# Official Tour de France - Stage 1 Monaco > Monaco (15.5km)



## iliveonnitro (Feb 19, 2006)

I am posting this early so that everyone can be prepared this year. This early-warning should prevent the 3 replies on one stage and 3 pages of replies on another stage. Also, it's the 4th of July, so people may want the votes in early. So, without further ado...

It's back! Like last year, RBR will be hosting its own competition for the Tour de France. How does it work? Easy!

Choose a rider before the stage starts. *First and last name.* If there is any ambiguity, you will not get the points. Eg, Oscar Friere, Oscar Pereiro, Andy Schleck, Frank Schleck, David Millar, David Zabriskie, David Arroyo, David Le Lay, David Moncoutié, David Loosli, etc, etc.

*Scoring will be done with the following point system:*
1st place gets 20pts
2nd place gets 18
3rd place gets 16
4th place gets 14
5th place gets 12
6th place gets 10
7th place gets 9
8th place gets 8
9th place gets 7
10th place gets 6
11th place gets 5
12th place gets 4
Just for participating - 2 points

I will keep a spreadsheet with everyone's name and points, and post them after each stage. As much as I try not to, I do make mistakes. If you wish to "protest" your points, send me a PM. I do not go through old threads, so don't post there.

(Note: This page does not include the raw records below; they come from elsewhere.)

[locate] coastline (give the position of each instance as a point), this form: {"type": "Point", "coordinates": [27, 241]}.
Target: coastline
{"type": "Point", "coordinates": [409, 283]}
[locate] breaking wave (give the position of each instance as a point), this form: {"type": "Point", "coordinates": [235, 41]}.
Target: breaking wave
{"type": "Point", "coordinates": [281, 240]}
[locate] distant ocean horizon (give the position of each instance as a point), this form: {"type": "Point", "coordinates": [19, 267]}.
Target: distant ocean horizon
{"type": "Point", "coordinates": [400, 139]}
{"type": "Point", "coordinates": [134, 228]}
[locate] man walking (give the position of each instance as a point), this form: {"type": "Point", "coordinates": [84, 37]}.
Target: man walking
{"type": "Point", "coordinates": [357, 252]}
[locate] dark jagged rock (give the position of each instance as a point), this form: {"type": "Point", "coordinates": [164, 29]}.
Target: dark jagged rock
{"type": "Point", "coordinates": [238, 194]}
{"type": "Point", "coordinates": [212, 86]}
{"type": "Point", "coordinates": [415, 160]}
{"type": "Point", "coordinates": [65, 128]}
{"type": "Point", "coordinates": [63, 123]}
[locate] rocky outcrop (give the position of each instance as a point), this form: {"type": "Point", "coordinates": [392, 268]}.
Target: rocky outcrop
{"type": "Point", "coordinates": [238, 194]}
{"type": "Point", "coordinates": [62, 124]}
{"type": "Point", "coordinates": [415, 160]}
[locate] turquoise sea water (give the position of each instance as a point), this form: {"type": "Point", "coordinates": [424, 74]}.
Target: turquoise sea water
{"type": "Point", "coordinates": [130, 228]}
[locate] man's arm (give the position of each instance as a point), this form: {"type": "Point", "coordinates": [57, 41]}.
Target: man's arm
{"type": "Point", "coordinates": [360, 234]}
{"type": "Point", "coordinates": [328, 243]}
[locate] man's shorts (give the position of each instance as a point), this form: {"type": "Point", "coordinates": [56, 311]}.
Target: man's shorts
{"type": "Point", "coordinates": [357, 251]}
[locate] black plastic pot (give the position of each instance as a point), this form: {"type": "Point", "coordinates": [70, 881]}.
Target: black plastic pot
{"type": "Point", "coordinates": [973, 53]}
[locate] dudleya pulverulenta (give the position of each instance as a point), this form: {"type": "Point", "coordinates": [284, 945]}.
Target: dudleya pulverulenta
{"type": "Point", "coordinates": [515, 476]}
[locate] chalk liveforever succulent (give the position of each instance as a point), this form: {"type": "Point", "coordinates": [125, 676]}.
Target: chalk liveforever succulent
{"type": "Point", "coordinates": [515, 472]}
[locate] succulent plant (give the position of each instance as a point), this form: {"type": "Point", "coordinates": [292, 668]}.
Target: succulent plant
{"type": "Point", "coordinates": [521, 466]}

Last year, there was some sweet swag for the winner. Maybe there will be this year :thumbsup: 

Good luck and remember to post your predictions every day! Often, it's consistency over accuracy that can make the difference between winning and losing.

----------------------------------------------

Stage 1: Monaco > Monaco (15.5km)


----------



## Sojourneyman (Jun 22, 2007)

Fabien! Fabien!


----------



## Travis (Oct 14, 2005)

I'll take Bradley Wiggins, climb baby climb!

Can we get a proposition bet for the first rider to get popped?


----------



## ProRoad (Oct 13, 2008)

Lance Armstrong please....


----------



## swuzzlebubble (Aug 4, 2008)

Cadel Evans


----------



## biketaviousmaximus (Dec 21, 2008)

Cadel Evans me too!


----------



## TheDon (Feb 3, 2006)

Cadel


----------



## saird (Aug 19, 2008)

Bradley Wiggins.


----------



## SRV (Dec 26, 2006)

David Millar


----------



## jd3 (Oct 8, 2004)

Levi Leipheimer


----------



## Kram (Jan 28, 2004)

Michael Rogers. Yea. That's right.


----------



## zphogan (Jan 27, 2007)

Lance Armstrong. Yea baby!!!!!!!!!!!!!!


----------



## harlond (May 30, 2005)

Fabian Cancellara


----------



## gh1 (Jun 7, 2008)

Fabulous Fabian Cancellara


----------



## fuzz-tone (Sep 29, 2008)

Heywood Jablome


----------



## iliveonnitro (Feb 19, 2006)

fuzz-tone said:


> Heywood Jablome


lolz?


My bet is on Fabian Cancellara.


----------



## root (Sep 13, 2007)

Fabian Cancellara of course .


----------



## velomoto (Oct 6, 2005)

Lance Armstrong.


----------



## Red Sox Junkie (Sep 15, 2005)

Nobody for Contador? I'll take Cancellara


----------



## Peanya (Jun 12, 2008)

Sure, I'll take Contador... I know so little about pro racing. I know who Eddy Mercx and Lance Armstrong are. That's about it.


----------



## bljacobs (Feb 2, 2009)

Fabian Cancellara please...


----------



## jpick915 (May 7, 2006)

Fabian Cancellara


----------



## moonmoth (Nov 8, 2008)

Levi Leipheimer


----------



## bubbha70 (Aug 8, 2004)

Fabian Cancellara


----------



## iliveonnitro (Feb 19, 2006)

Peanya said:


> Sure, I'll take Contador... I know so little about pro racing. I know who Eddy Mercx and Lance Armstrong are. That's about it.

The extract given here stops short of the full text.